Optional. When ARBITER_BILLING_URL is set, the runtime exchanges every bearer for a workspace_id via POST/v1/runtime/auth/validate, pre-flights against POST/v1/runtime/quota/check, and posts post-turn telemetry to POST/v1/runtime/usage/record. With the env var unset, the runtime acts as a thin pass-through using the operator-supplied provider keys, with no eligibility checks. Operators wanting a commercial deployment must implement the runtime's billing protocol against a service of their own choosing — arbiter ships no reference implementation in this repository.

Logging

By default the server logs only structured events (request received, request completed, errors). Add --verbose (or ARBITER_API_VERBOSE=1) to mirror SSE events to stderr — useful when debugging an agent's tool use, noisy under normal load. Verbose mode renders one stderr line per event, colour-coded:

text deltas (line-buffered, flushed on newline)
tool_call — slash-command execution with ✓/✗ status
advisor — runtime advisor activity: advise (executor /advise consult), gate ✓ (continue), gate ↻ (redirect with guidance), gate ✗ (halt with reason), gate ⛔ (redirect budget exhausted).

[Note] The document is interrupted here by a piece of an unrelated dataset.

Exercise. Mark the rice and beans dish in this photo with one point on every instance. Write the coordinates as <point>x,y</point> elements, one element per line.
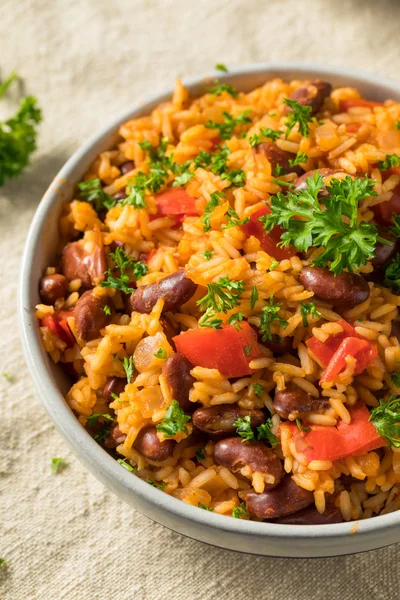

See docs/concepts/sse-events.md and docs/concepts/advisor.md.
escalation — out-of-band advisor halt notification (sibling of stream_end)
file — /write writes streamed to the client

Logs go to stderr; redirect with 2> in your service unit if you want them captured separately from stdout.

Resource expectations

Each in-flight /v1/orchestrate request runs its own Orchestrator instance with a per-request MCP manager. No global mutex on the request path; per-request state is isolated.
SQLite is the storage layer (~/.arbiter/tenants.db). Single-writer; safe for one process. If you need to scale to multiple processes, you'll need a different storage strategy — the schema is portable but the connection layer is currently tied to local SQLite.
Memory: scales with concurrent in-flight requests + number of distinct tenants in active use. A few hundred MB is typical for low-traffic deployments; tail latencies are dominated by upstream provider response time, not by the server itself.

Health check

curl http://127.0.0.1:8080/v1/health

Returns {"ok": true} once the server has finished startup. Useful as a Kubernetes liveness probe.